MESA REDONDA 1

Paradigmas que orientam a pesquisa em educação em ciências

O “estado da arte” da pesquisa em educação em ciências
Demétrio Delizoicov (UFSC)

Resumo
Estudos que têm como finalidade analisar resultados de pesquisa em educação em ciências (EC) a partir de fontes escritas parecem estar constituindo uma tendência crescente. Dentre outros motivos, estudos desse tipo, algumas vezes denominados de estado da arte, contribuem para caracterizar  aspectos relativos à  dinâmica evolutiva e contextual de um particular campo do conhecimento.  Relativamente à área de EC, cuja implementação no Brasil  tem como um marco importante o início dos anos 1970, pesquisas sobre o estado da arte tem se concentrado particularmente sobre dissertações e teses. No entanto, há indicadores que apontam para um movimento de ampliação do rol de documentos escritos analisados sobre a pesquisa em EC, cuja intenção seria acrescentar outros elementos para a compreensão do estado da arte. Alguns resultados  encontrados serão considerados com a finalidade de identificar avanços e lacunas existentes para um mapeamento das pesquisas sobre o estado da arte em EC no Brasil.

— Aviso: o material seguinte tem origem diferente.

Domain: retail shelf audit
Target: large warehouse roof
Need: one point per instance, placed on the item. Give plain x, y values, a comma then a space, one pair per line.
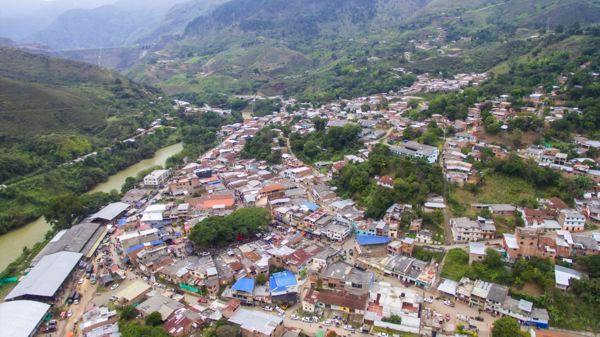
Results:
47, 276
111, 211
79, 239
21, 318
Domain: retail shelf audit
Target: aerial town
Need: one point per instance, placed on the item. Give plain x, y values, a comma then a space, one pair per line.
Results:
317, 264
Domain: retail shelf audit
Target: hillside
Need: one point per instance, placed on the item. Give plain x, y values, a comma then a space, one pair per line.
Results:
320, 50
53, 110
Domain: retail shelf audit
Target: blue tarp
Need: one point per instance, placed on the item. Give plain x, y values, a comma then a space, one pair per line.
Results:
311, 206
244, 284
368, 240
281, 281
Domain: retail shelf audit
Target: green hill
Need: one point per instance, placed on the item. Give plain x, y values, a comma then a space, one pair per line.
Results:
54, 110
310, 48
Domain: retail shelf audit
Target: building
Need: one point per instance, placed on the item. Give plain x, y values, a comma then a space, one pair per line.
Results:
45, 280
133, 293
159, 303
563, 276
467, 230
476, 251
337, 232
157, 178
284, 287
372, 245
21, 318
340, 301
571, 220
341, 276
416, 150
255, 323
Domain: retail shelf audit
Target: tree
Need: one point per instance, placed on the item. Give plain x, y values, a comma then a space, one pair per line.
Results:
506, 327
154, 319
63, 211
320, 123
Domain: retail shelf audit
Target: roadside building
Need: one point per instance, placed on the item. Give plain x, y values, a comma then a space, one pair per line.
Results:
21, 318
46, 279
257, 324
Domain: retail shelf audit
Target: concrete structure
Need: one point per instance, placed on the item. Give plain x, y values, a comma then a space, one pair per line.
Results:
416, 150
157, 178
45, 280
255, 323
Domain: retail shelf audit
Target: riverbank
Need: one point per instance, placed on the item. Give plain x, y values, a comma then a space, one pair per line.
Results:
13, 242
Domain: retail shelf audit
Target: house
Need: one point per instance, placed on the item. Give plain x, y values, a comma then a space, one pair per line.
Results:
284, 288
476, 251
466, 230
182, 322
416, 150
341, 276
371, 245
571, 220
404, 246
255, 323
386, 181
563, 276
157, 178
337, 232
345, 303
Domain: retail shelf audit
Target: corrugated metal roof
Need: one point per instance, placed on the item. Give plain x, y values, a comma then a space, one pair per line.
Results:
47, 276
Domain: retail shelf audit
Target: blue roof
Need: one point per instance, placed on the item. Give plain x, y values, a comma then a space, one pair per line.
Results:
311, 206
282, 281
244, 284
367, 240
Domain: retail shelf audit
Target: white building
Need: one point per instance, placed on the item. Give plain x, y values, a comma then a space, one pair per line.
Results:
416, 150
467, 230
157, 178
337, 232
571, 220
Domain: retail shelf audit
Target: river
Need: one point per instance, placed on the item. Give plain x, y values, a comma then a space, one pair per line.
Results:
12, 243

As contribuições das ciências cognitivas para a Educação em Ciências
Dominique Collinvaux (UFF)

Resumo
Discutir a contribuição das ciências cognitivas para a Educação em Ciências envolve um duplo movimento. De um lado, uma (breve) retrospectiva da pesquisa em Educação em Ciências evidencia, a partir do movimento construtivista, uma linha de estudos de base cognitiva, geralmente centrados nos processos de ensino-aprendizagem em sala de aula. De outro lado, é necessário situar e caracterizar as ciências cognitivas a partir de sua origem na Psicologia, o que permite mostrar a diversidade de orientações e temas abordados. Com base neste cenário inicial, propomos uma concepção segundo a qual ‘cognitivo’ é tudo que envolve a aquisição, mobilização e uso de conhecimentos pelos indivíduos. Apresentamos alguns exemplos de pesquisa que analisam processos cognitivos em ciências/educação em ciências e discutimos os processos educativos para caracterizar qual é o lugar (e os limites) do ‘cognitivo’ na educação em ciências.

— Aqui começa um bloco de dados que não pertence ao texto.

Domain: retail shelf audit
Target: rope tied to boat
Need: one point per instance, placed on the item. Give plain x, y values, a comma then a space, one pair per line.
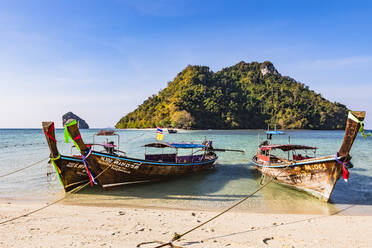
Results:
361, 129
177, 236
88, 152
26, 167
345, 168
74, 191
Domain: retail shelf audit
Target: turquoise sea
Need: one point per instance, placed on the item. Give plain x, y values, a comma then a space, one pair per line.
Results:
231, 179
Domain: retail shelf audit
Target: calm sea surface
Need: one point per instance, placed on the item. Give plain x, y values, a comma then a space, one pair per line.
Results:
218, 188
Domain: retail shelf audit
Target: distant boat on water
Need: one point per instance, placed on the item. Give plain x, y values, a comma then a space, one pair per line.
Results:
172, 130
306, 172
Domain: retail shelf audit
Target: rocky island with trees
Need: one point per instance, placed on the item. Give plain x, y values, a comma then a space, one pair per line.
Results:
243, 96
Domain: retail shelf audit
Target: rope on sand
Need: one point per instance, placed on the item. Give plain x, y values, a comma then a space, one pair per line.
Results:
177, 236
28, 166
74, 191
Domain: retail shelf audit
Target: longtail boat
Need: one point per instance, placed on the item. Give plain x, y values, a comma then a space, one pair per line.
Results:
112, 169
314, 175
70, 170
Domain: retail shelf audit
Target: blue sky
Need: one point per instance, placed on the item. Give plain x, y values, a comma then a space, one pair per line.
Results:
101, 59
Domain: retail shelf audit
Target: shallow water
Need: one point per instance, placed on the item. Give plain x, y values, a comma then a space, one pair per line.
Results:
215, 189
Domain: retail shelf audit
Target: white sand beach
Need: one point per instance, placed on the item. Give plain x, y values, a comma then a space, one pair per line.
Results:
63, 225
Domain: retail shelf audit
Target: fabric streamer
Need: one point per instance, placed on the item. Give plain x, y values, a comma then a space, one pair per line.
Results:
159, 133
56, 167
87, 152
345, 171
361, 129
90, 174
67, 135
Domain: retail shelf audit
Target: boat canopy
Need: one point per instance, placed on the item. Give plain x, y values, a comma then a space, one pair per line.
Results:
275, 132
174, 145
287, 147
106, 133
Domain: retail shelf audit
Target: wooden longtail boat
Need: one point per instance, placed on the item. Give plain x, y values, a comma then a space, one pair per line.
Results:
115, 170
314, 175
70, 170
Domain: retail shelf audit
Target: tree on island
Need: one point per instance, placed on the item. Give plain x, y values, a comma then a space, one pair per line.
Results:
243, 96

A perspectiva sociocultural na Educação em Ciências
Marcelo Giordan (USP)

Resumo
Esta exposição toma em perspectiva o programa de pesquisa derivado dos trabalhos seminais de Lev Vigotski, tendo em consideração também os aportes de outros estudiosos da Psicologia, da Lingüística e da Educação em Ciências. Serão apresentados os princípios fundamentais do programa de pesquisa de vertente sociocultural, como a natureza mediada das ações humanas, a relação mutuamente constitutiva entre pensamento e linguagem, a cognição como fenômeno social e historicamente situado, buscando dialogar com pesquisadores da Educação em Ciências com o intuito de compreender a origem, o desenvolvimento e as contribuições desse programa de pesquisa para a área. Far-se-á um recorte argumentativo sobre questões de investigação atinentes à sala de aula, em particular no que se refere à elaboração de significados e à organização das atividades de ensino. Ainda como forma de fomentar o debate na área, serão apresentados alguns trabalhos de uma linha de pesquisa sobre elaboração de significados e interações com o computador, de onde se interpreta o fenômeno da significação a partir dos conceitos de domínio, apropriação, ferramentas culturais no âmbito da teoria da ação mediada.